Non mi risulta che in Novaccop esista una presenza significativa dei sindacati di base. Per quanto riguarda l'esperienza che fu fatta agli inizi degli anni '90 in Novacoop di dare agibilità di spazio a Cisl e Uil in funzione anti-Cgil, si è trattato di un episodio limitato che non ha prodotto alcun risultato degno di nota. La strategia della nuova Direzione del personale mi pare sia quella di sviluppare rapporti diretti con i soci e con i dipendenti con l'obiettivo di ridurre il peso del sindacato.
BLOG
Lei in sostanza descrive le strutture dirigenziali della Coop come vere oligarchie, se non monarchie, o gerontocrazie, dominate dal cinismo e dalle lotte di potere. Speculazione edilizia, attaccamento alle poltrone, stipendi faraonici, uso indiscriminato del outsourcing, corsie privilegiate per le concessioni commerciali con giunte amiche, dipendenti spiati e mobbizzati.

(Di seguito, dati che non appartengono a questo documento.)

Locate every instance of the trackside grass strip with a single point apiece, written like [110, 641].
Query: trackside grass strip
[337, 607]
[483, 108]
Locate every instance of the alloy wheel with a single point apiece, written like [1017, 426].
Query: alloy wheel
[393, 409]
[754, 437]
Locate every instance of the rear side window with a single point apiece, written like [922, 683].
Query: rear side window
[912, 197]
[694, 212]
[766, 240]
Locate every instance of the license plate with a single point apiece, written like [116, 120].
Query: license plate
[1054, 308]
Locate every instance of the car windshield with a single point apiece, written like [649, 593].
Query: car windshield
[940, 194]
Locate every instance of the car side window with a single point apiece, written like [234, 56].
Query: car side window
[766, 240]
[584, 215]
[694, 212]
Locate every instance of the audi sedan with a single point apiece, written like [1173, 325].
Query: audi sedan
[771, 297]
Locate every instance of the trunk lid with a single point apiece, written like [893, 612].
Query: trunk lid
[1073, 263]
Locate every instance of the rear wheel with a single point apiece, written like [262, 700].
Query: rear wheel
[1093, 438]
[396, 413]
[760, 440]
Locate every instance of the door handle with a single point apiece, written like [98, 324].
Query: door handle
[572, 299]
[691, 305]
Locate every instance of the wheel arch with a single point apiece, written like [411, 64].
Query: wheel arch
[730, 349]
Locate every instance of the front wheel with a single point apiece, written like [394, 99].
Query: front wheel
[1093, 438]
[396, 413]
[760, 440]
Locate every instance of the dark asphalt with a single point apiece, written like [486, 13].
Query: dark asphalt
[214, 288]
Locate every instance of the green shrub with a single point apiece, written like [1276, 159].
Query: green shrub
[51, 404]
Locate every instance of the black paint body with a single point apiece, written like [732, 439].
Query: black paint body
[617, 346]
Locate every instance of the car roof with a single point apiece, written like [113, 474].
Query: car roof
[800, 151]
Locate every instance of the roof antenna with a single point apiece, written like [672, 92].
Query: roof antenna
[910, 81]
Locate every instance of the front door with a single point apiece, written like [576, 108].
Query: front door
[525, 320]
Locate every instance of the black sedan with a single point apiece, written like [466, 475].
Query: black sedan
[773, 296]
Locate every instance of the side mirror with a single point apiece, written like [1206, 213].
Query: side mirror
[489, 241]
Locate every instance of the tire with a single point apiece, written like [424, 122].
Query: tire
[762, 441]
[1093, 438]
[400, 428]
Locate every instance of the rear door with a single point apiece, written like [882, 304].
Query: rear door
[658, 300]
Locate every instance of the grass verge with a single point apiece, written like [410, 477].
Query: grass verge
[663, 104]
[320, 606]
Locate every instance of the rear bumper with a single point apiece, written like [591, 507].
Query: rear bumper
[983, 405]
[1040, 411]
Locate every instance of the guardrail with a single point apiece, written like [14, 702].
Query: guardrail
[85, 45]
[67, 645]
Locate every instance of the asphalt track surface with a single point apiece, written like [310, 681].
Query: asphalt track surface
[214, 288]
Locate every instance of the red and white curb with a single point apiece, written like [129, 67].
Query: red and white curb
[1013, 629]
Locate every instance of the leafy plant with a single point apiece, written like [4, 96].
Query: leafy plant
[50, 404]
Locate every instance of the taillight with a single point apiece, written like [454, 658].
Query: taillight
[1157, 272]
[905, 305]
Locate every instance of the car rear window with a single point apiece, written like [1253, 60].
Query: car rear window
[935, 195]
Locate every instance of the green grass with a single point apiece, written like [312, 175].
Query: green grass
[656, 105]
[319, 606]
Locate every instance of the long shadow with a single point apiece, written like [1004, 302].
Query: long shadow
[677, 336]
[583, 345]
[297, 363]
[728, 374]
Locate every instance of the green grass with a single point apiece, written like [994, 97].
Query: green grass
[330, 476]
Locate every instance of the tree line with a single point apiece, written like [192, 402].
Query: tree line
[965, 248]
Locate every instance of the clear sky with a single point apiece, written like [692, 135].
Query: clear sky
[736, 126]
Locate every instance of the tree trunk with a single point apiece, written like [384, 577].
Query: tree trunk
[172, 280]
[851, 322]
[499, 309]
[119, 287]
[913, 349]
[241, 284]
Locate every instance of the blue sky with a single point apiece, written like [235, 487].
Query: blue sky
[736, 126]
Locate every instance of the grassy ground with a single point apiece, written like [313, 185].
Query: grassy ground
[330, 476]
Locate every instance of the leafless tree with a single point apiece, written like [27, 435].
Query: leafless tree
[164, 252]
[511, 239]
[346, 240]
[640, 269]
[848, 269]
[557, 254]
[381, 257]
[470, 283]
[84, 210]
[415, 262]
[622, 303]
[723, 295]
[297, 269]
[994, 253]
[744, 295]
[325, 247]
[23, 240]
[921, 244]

Inoltre i soci non contano niente nelle assemblee, non hanno quasi mai il beneficio del ristorno e percepiscono remunerazioni risibili sui libretti, nel caso essi siano anche soci prestatori. Tutto questo senza avere la garanzia dei conti correnti bancari. Come spiega allora, oggi che il muro di Berlino è crollato da 21 anni, questa anacronistica fidelizzazione di tipo ideologico del sociocliente?
M. F.
C'è innanzitutto da evidenziare che in molti territori i soci non hanno alternative perché l'unica insegna presente è la Coop. Spesso in alcune realtà c'è solo il supermercato o l'ipermercato Coop, a parte qualche piccolo concorrente che non fa ombra. Dove la presenza Coop è massiccia e dominante, i consumatori non hanno possibilità di scelta. In altre realtà esiste ancora il socio ideologizzato che sceglie la Coop per partito preso. La tessera sociocoop con la quale si può pagare la spesa è un formidabile strumento di fidelizzazione. Inoltre il socio, rispetto ad altri investimenti finanziari, ha molti vantaggi: tassazione ridotta (20% anziché 27%), assenza di costi di gestione, comodità. E' anche vero che trattandosi di un prestito che comporta dei rischi, la remunerazione dovrebbe essere più alta (ma questo andrebbe a discapito del conto economico della cooperativa). Non c'è dubbio che Coop ha un suo know how in materia di fidelizzazione del cliente che altre catene non possono copiare. Ciò per Coop rappresenta un vantaggio competitivo rispetto ai propri concorrenti.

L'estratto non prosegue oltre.